Many people have never meditated or had no experience with mindfulness, and have minimal sense of the value that it may have for them. But there are also many people who have meditated and found it valuable, and have some sort of sense that, “I’d like to have it be more a part of my life”, but aren’t doing as much of it as we would like.
A common saying about physical exercise is: if a person wants to do more of it but they feel they don’t have time for it, the real issue is often not lack of time but that doing it feels uncomfortable. The same is often true about meditation. When this happens, since meditation is “just being ourselves, except more so”, the question becomes, why would it feel uncomfortable to simply sit with and face ourselves – and, maybe more importantly, what can we do about it?

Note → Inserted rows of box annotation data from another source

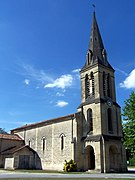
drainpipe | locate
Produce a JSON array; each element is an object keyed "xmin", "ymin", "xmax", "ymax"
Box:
[{"xmin": 102, "ymin": 135, "xmax": 106, "ymax": 173}]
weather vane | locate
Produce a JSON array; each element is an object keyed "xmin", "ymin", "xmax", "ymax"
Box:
[{"xmin": 92, "ymin": 4, "xmax": 96, "ymax": 12}]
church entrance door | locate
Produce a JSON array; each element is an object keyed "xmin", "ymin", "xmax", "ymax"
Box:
[
  {"xmin": 109, "ymin": 146, "xmax": 119, "ymax": 171},
  {"xmin": 19, "ymin": 155, "xmax": 30, "ymax": 169},
  {"xmin": 86, "ymin": 146, "xmax": 95, "ymax": 170}
]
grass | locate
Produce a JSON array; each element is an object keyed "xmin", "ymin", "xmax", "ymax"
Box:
[{"xmin": 2, "ymin": 178, "xmax": 132, "ymax": 180}]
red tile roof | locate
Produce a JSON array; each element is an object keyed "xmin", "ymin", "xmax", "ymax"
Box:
[
  {"xmin": 11, "ymin": 114, "xmax": 75, "ymax": 133},
  {"xmin": 0, "ymin": 134, "xmax": 22, "ymax": 141}
]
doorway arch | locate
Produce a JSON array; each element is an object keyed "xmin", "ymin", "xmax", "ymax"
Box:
[
  {"xmin": 109, "ymin": 145, "xmax": 119, "ymax": 171},
  {"xmin": 86, "ymin": 145, "xmax": 95, "ymax": 170}
]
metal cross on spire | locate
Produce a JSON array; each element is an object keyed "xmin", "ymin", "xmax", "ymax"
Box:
[{"xmin": 92, "ymin": 4, "xmax": 96, "ymax": 12}]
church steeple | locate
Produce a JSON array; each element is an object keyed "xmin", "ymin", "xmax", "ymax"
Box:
[{"xmin": 83, "ymin": 11, "xmax": 113, "ymax": 69}]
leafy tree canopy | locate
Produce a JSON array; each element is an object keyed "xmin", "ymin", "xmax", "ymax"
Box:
[{"xmin": 123, "ymin": 91, "xmax": 135, "ymax": 156}]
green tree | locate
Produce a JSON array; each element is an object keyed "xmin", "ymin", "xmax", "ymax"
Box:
[{"xmin": 123, "ymin": 91, "xmax": 135, "ymax": 158}]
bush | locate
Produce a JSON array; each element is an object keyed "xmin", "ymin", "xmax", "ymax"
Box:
[{"xmin": 63, "ymin": 159, "xmax": 77, "ymax": 172}]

Sometimes an uncomfortable experience of meditating, of tuning in to day-to-day mindful presence, or, perhaps more often, the experience of avoiding them may have some wisdom and guidance to provide us. And that insight often comes in one of two different flavors:
- External life – is our discomfort indicating to us that there is something that it would be helpful for us to handle in our life? Meditating may feel more comfortable after we clean off our desk or do the laundry. Perhaps we are antsy because of a phone call or conversation that we’ve been putting off, or an even larger life change that is calling to us.
- Inner life – sometimes when it is difficult to tolerate how it feels to sit down to meditate, it is because our meditation has been marked by grinding with self-criticism and expectations of perfection, and the solution is to bring more warm-heartedness friendliness to ourselves. At such times, it can be helpful to bring more of a sense of acceptance, patience, spaciousness, allowing, and forgiveness to ourselves.
The great psychologist Carl Rogers said that happiness is having a close correlation between who we want to be in life and who we are being, and unhappiness is having a gap between the two. To lessen a gap, he suggested, we can both raise up reality by behaving more in line with our goals and standards for ourselves, and also lower the ideal being more compassionate and realistic with ourselves.
So, if you are wanting to meditate more in your life and have “just not been finding the time”, it could be that crossing off some important things on your to-do list first may make it easier to slide into finding more motivation, and it could be that bringing some more warm-hearted friendliness and ease to yourself may do the same too.